Zuwanderungsgesetz und Bundesratseklat. Der Wahlkampf ist nicht mehr weit. Über Chancen und Strategien der Grünen in Bremen sprach die taz mit Matthias Güldner, Fraktionsvize und Mitglied der Wahlkampfkommission.

taz: Bei der letzten Landtagswahl hatten die Grünen fast das dickste Minus in der BRD. Immerhin 4,2 Prozent weniger.

Matthias Güldner: Davor hatten wir aber über 13 Prozent. Die Wahl 1999 fiel genau in die Zeit zu Beginn des Kosovo-Kriegs und des schlechten Starts der rot-grünen Bundesregierung. Daher die neun Prozent, was für Bremer Verhältnisse wirklich ein relativ schlechtes Ergebnis war.

Macht das Hoffnung?

Bremen lag eigentlich immer über dem Bundesdurchschnitt. Bei der Bundestagswahl hoffen wir sehr, dass wir die knapp elf Prozent bekommen, die wir brauchen, um Marieluise Beck in den Bundestag zu kriegen.

Und wie ist die Stimmung hier?

Man hat den Eindruck, dass die große Koalition mit ihren hohen Gewinnen am Wahltag den absoluten Höhepunkt hatte. Aber die Popularität von Scherf und dieses „Wir packen jetzt die Sanierung an“ ist vorbei: Die Schulden steigen immer mehr. Das war nur eine fiktive Sanierung.

Der Untersuchungsausschuss um Zechbau gehört auch zum Wahlkampf?

Diese Entscheidung war schon sehr lange überfällig – ganz unabhängig von Wahlen und Legislaturperioden. Weil in Bremen ganz viele Leute ahnten, dass es hier in einigen Bereichen nicht mit rechten Dingen zu geht.

Was gehört sonst noch zum Wahlkampf?

Bei der Bundestagswahl werden bundespolitische Themen im Vordergrund stehen. Natürlich auch mit Marieluise Beck als Kandidatin und die Frage der Zuwanderung. Und das Spektrum: Verbraucherschutz und Umwelt. Und die Friedenspolitik? Verkneift man sich das jetzt?

Das ist eine ganz schwierige Geschichte. Das Thema kommt – aber ein bisschen differenzierter als sonst. Nicht mit so einfachen Antworten wie früher, wo man das auf schlichte Nenner bringen konnte. Wobei wir natürlich einige Leute verlieren werden.

Das heißt: Ihr habt richtig Mitglieder verloren?

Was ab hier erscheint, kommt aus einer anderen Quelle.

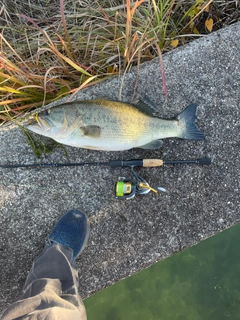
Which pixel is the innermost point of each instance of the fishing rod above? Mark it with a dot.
(112, 163)
(124, 188)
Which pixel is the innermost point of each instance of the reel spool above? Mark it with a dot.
(127, 189)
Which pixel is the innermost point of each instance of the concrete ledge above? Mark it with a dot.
(127, 236)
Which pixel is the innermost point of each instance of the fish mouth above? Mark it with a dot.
(38, 125)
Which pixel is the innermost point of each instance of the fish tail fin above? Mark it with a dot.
(187, 121)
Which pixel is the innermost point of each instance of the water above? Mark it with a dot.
(202, 282)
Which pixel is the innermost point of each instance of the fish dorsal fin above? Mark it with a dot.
(146, 107)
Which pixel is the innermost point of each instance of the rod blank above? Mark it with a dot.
(112, 163)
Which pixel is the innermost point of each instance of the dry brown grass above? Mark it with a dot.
(52, 48)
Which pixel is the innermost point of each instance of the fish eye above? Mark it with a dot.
(46, 112)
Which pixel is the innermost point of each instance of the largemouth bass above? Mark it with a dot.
(113, 125)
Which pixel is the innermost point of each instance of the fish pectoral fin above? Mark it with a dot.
(155, 144)
(91, 131)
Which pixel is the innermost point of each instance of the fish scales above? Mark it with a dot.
(112, 125)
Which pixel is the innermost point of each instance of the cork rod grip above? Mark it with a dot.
(152, 163)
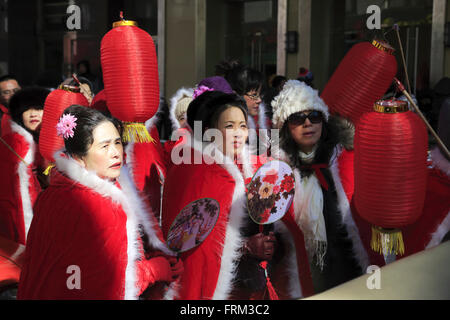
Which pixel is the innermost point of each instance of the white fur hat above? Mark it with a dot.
(296, 96)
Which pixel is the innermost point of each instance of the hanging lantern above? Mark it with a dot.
(390, 172)
(130, 74)
(361, 79)
(57, 101)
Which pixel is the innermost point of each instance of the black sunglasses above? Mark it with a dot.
(299, 119)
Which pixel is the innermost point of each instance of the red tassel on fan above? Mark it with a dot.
(130, 74)
(272, 293)
(362, 78)
(57, 101)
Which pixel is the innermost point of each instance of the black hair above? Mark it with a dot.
(208, 107)
(329, 139)
(87, 120)
(86, 64)
(7, 77)
(243, 79)
(25, 99)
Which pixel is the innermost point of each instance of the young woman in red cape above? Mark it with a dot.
(319, 148)
(20, 163)
(86, 237)
(217, 165)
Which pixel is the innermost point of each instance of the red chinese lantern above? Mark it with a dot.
(390, 172)
(57, 101)
(361, 79)
(130, 75)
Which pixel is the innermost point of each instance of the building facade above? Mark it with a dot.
(192, 36)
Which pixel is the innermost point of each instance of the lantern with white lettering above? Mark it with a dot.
(130, 75)
(390, 172)
(362, 78)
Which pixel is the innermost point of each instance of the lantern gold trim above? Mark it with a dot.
(69, 88)
(393, 106)
(122, 23)
(387, 241)
(383, 46)
(135, 132)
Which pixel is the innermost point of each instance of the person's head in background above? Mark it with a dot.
(226, 113)
(96, 142)
(83, 67)
(247, 83)
(224, 67)
(8, 86)
(27, 107)
(86, 87)
(278, 82)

Wir haben auch im Nachklapp des 11. September und des Af-ghanistan-Krieges Mitglieder verloren. Auch im Saldo mehr verloren als dazugewonnen. Wobei doch interessant ist, dass eine ganze Menge junge Leute extra deswegen eingetreten ist. Aber man muss sich nix vormachen, das sind ganz schwierige Prozesse. Gerade die Frage: Was kostet eine Partei wie uns die Regierungsbeteiligung? Grün sein und regieren – geht das überhaupt?

Wie geht es in Bremen?

In Bremen stellt sich das noch mal ganz anders dar. Wir sind die klare Alternative gegenüber dem, was SPD und CDU als Sanierungspolitik verkaufen. Ich habe immer mehr den Eindruck, dass sich die Leute nicht mehr blenden lassen von Scherf und Perschau und deren Schönrednerei.

Und Eure Strategie?

Für uns ist klar, dass wir uns ganz deutlich positionieren, jenseits von CDU und SPD. Ich glaube auch fest, dass die Stimmung für die große Koalition – vor allem in der SPD – fast auf dem Nullpunkt ist. Und dass man mit der Formel „Wir streben die absolute Mehrheit an“ einen Königsweg gefunden hat, hinter dem sich alle versammeln können. Wenn das nicht erreicht wird, wird sich die Frage große Koalition oder Rot-Grün ganz neu stellen.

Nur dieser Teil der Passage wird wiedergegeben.